Quasi a corollario per Bolzoni giornalisti e magistrati non dovrebbero entrare in politica. L'oratore ha facile consenso. Cita Ingroia e Grasso, apprezzati nel loro lavoro e assai meno in politica. Soprattutto il primo. Credo però che così vinca l'ideologia della terzietà a sproposito. Se si possiede un'idea politica non si potrebbe essere neutrali o non si può apparire tali. E anche a posteriori la militanza lascerebbe un'ombra pesante di dubbio sull'obiettività esercitata nella professione. Se invece non si milita e si tengono riservate le proprie opinioni è diverso?

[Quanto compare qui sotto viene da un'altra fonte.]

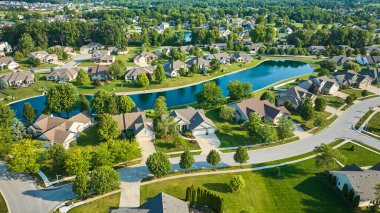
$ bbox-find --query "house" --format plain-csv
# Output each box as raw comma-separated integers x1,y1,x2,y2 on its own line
356,55,380,66
277,86,316,109
110,192,190,213
164,107,216,136
231,52,252,63
330,163,380,207
27,111,94,149
228,98,290,124
206,52,231,65
307,46,326,54
1,71,35,87
28,50,58,64
186,57,210,72
162,60,189,77
89,64,112,80
112,112,155,142
0,56,20,70
133,51,158,64
80,42,104,53
91,50,115,64
330,55,354,66
46,67,78,83
124,67,154,80
334,70,372,89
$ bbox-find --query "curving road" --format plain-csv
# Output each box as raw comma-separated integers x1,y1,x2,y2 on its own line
0,97,380,213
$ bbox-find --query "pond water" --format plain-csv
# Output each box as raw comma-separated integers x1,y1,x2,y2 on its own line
10,60,314,122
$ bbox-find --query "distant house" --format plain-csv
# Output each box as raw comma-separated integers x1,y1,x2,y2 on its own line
28,51,58,64
0,56,20,70
27,111,94,149
124,67,154,80
91,50,115,64
162,60,189,77
231,52,252,63
46,67,78,82
277,86,316,109
330,55,354,66
164,107,216,135
1,71,35,87
334,70,372,89
228,98,290,124
112,112,155,141
89,65,111,80
330,163,380,207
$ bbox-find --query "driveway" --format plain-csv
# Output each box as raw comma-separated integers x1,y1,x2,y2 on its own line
195,133,220,155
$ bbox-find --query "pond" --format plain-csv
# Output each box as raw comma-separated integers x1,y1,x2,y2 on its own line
10,60,314,121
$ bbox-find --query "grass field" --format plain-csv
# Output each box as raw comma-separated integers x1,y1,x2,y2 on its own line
69,193,120,213
141,159,352,213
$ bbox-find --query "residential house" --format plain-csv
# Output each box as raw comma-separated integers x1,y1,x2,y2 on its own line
162,60,189,77
46,67,78,83
124,67,155,81
163,107,216,136
27,111,94,149
110,192,190,213
91,50,115,64
330,163,380,207
0,56,20,70
334,70,372,89
28,50,58,64
228,98,290,124
277,86,316,109
112,112,155,142
89,64,112,80
330,55,353,66
356,55,380,66
231,52,252,63
1,71,35,87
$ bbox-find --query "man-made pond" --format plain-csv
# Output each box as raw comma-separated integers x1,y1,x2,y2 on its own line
11,61,314,121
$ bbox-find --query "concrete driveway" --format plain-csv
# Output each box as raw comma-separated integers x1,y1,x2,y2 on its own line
195,133,220,154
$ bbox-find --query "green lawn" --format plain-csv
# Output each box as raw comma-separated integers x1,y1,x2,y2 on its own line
338,143,380,167
141,159,352,213
69,193,120,213
0,193,8,213
366,112,380,136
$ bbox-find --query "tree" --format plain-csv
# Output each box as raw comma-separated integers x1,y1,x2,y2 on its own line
277,116,295,140
260,91,276,104
98,113,120,141
153,64,166,83
219,106,235,121
299,98,314,121
195,81,223,108
73,173,90,199
314,97,327,112
137,72,149,87
91,90,110,114
65,147,91,175
206,150,221,168
76,69,91,86
227,81,252,100
108,60,127,79
8,139,40,174
154,96,168,117
179,151,195,170
234,146,249,166
90,166,120,195
78,94,91,112
229,175,245,192
314,143,345,170
46,83,77,114
119,95,136,113
146,152,172,177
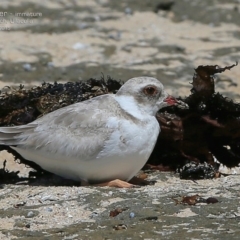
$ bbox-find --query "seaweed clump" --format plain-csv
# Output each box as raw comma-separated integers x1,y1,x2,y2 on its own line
149,63,240,169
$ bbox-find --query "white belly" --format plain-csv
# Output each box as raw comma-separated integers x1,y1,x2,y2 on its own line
12,118,159,183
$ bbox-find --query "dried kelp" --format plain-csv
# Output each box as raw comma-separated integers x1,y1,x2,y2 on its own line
0,64,240,179
0,76,122,126
149,64,240,169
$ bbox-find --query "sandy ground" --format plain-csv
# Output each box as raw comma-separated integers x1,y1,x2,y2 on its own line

Ma questa mafia cos'è mai? Non è quella con la coppola. Non è Riina per Bolzoni. E' Cuffaro. E' il ministro dell'Interno. E' l'economia criminale. A questo punto la mafia occupa tutta la scena: criminalità tout court, affarismo e mafia diventano sinonimi mentre Riina è robetta da niente, utilizzato dalla mafia “vera”.
E il vertice della mafia? Naturalmente coincide col vertice dello Stato. Fa segno “su, su” Bolzoni, mentre elogia Di Matteo e contesta i suoi nemici. Ma i nemici sono i mafiosi o chi avrebbe trattato con loro o chi oggi coprirebbe quella trattativa? Se tutto è mafia, la mafia trattava con se stessa e oggi copre se stessa? Ma è chiaro cosa significhi l'alludere, senza dire e senza definire. Definire un fenomeno non è un esercizio di scuola. Definisce chi vuole discutere nella chiarezza. Non definire è comodo. Tutto si confonde. Si diffondono veleni mentre nella vaghezza si sfugge a responsabilità e contestazioni.